La présidentielle du 24 février a révélé de profondes déchirures au sein de la société sénégalaise. Elles sont nées de dérives qui fragilisent le socle démocratique et républicain, base de la cohésion nationale. Elles risquent malheureusement de s'élargir avec la fin du dernier mandat du président Macky Sall .

 

Une société en dérive a cherché refuge dans des valeurs qui sont loin de celles de la République : le vote impulsif du 24 février dernier à Ziguinchor, à Fatick, à Thiès, à Touba et au Fouta et dans la Diaspora est dans sa majorité un déni de tout ce que le Sénégal a cherché et réussi au cours des siècles.

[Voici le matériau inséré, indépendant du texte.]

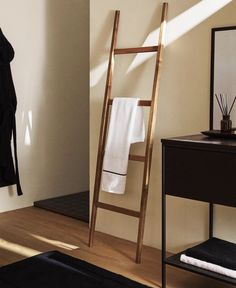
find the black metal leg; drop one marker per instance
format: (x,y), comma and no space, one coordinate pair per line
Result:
(163,240)
(163,260)
(211,219)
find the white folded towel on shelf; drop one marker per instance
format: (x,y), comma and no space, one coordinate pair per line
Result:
(208,266)
(126,127)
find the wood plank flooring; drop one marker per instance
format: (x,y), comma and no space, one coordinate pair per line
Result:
(29,231)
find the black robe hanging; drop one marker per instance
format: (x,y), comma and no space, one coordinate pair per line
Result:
(8,102)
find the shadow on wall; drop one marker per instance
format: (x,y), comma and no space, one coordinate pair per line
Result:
(60,124)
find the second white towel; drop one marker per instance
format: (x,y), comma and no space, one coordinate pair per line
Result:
(126,127)
(208,266)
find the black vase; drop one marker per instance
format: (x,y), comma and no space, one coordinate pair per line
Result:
(226,124)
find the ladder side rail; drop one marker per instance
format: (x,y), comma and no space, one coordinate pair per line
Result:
(103,128)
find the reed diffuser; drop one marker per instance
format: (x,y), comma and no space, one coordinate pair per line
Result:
(225,123)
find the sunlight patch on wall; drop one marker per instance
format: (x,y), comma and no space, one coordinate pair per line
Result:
(179,26)
(176,28)
(28,127)
(97,73)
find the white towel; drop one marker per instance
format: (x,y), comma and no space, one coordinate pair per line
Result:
(126,127)
(208,266)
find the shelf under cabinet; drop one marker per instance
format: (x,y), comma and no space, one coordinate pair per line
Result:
(174,260)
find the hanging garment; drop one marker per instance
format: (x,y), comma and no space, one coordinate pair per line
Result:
(126,127)
(8,103)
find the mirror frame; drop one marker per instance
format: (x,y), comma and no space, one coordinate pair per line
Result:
(213,31)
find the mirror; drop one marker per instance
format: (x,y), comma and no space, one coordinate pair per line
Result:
(223,72)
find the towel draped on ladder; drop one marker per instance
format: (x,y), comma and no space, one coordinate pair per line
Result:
(126,127)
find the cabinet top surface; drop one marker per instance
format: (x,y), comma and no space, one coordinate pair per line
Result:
(200,140)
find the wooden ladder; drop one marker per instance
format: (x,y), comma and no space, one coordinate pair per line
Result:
(151,129)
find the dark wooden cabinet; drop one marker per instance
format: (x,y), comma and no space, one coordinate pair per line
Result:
(199,168)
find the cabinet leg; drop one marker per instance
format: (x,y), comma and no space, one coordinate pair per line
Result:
(211,220)
(163,239)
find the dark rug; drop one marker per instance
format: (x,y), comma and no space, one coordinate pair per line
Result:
(73,205)
(57,270)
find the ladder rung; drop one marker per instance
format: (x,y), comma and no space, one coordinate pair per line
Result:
(118,209)
(136,50)
(140,103)
(136,158)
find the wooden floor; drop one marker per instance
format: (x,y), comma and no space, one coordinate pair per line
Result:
(29,231)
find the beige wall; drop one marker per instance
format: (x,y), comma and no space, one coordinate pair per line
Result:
(183,107)
(50,71)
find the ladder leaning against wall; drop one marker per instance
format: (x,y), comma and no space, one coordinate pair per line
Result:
(146,159)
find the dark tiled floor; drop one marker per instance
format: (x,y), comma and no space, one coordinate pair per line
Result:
(73,205)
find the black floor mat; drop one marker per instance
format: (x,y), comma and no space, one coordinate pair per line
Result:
(57,270)
(73,205)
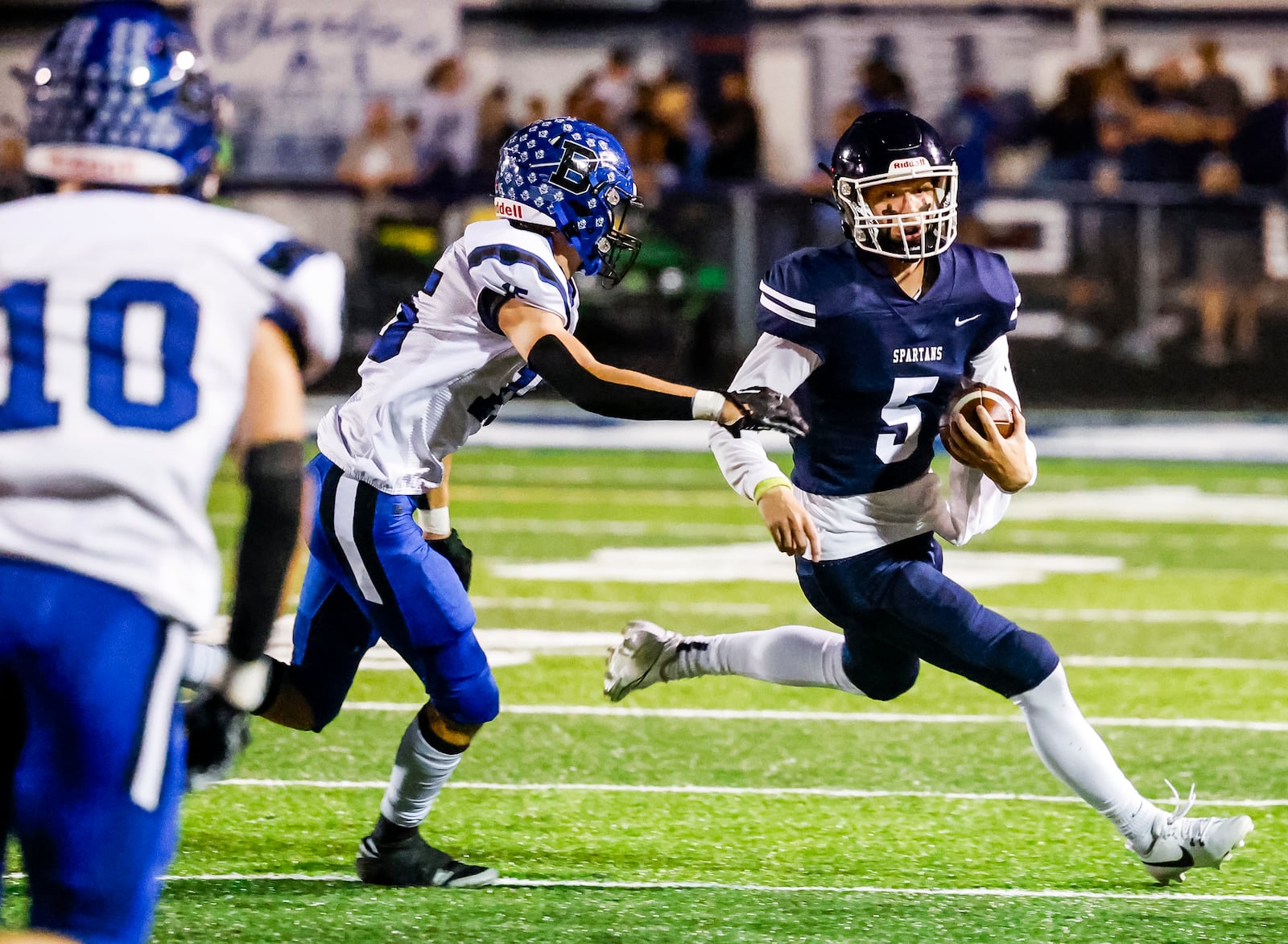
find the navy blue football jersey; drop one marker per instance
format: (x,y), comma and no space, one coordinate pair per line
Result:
(889,362)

La Nation culturelle avec la commune volonté de vie commune de Senghor, l’Etat doté d’institutions fortes à la hauteur de ses hommes de valeur, sous Diouf, et la République démocratique achevée avec l’alternance de 2000 sous Wade ont tremblé dans leurs fondations avec un vote cherchant à protéger non point tant une institution, la présidence de la République, que des hommes.

 

Les dérives d’un Macky Sall qui choisit lui-même ses challengers à la présidentielle du 24 février en instrumentalisant de quelques années certains pans de l'administration ont entraîné un réflexe de survie de l’électeur pour couvrir un Ousmane Sonko bénéficiant du solidarisme atavique des populations sénégalaises, de l’intérieur mais surtout de l’extérieur, avec un ancrage local fort en Casamance, même s'il faut exclure tout régionalisme de bon aloi ; fils du Sénégal né à Thiès, le candidat de Pastef/les Patriotes est de parents d’aires géographiques et culturelles différentes. Il en est de même pour le candidat sortant : la concentration du vote s’est voulu l’écran de protection d’un Macky Sall voué aux gémonies (Fatick et Fouta), cependant que Thiès remerciait son fils prodigue, Idrissa Seck. Touba est restée constante vis-à-vis du pouvoir central qui peine à s’affirmer depuis les Locales de 2014 ; dans la banlieue rebelle, les liens avunculaires (Pikine) et familiaux(Guédiawaye) sont entrés en lice pour protéger le neveu et le frère : le score y est tout aussi honorable qu’à Dakar, sans plus. Malgré une densité kilométrique jamais égalée en termes de responsabilités ministérielles et directoriales, il a fallu la neutralisation de maires, à tout le moins leur neutralité, pour permettre à la coalition majoritaire de renforcer son quota de vote à Dakar-Plateau, à la Médina et aux Parcelles assainies.

 

 

Ramené à l'échelon national, le vote majoritaire de Ziguinchor, de Fatick, de Thiès, de Touba et du Fouta et de la Diaspora renseigne sur l'absence d'une continuité territoriale et la difficulté d’asseoir une autorité nationale de la part des candidats et de l'élu : désormais, il suffira de mettre l'accent sur ces entités électorales, et accentuer la mise à l'écart de zones sans grande importance sur le plan du vote, accentuant ainsi l'exclusion de populations.

 

Ce mandat de sortie, Macky Sall devrait donc le mettre à profit pour refaire l’unité nationale et la cohésion sociale de populations vivant jusqu’ici dans un métissage culturel du meilleur effet. Sans nécessairement faire jouer aucun ressort exclusiviste pour des candidats eux-mêmes issus de brassages culturels, l’électeur sénégalais appelé le 24 février dernier le politique à dégonfler les muscles. En pure perte, apparemment.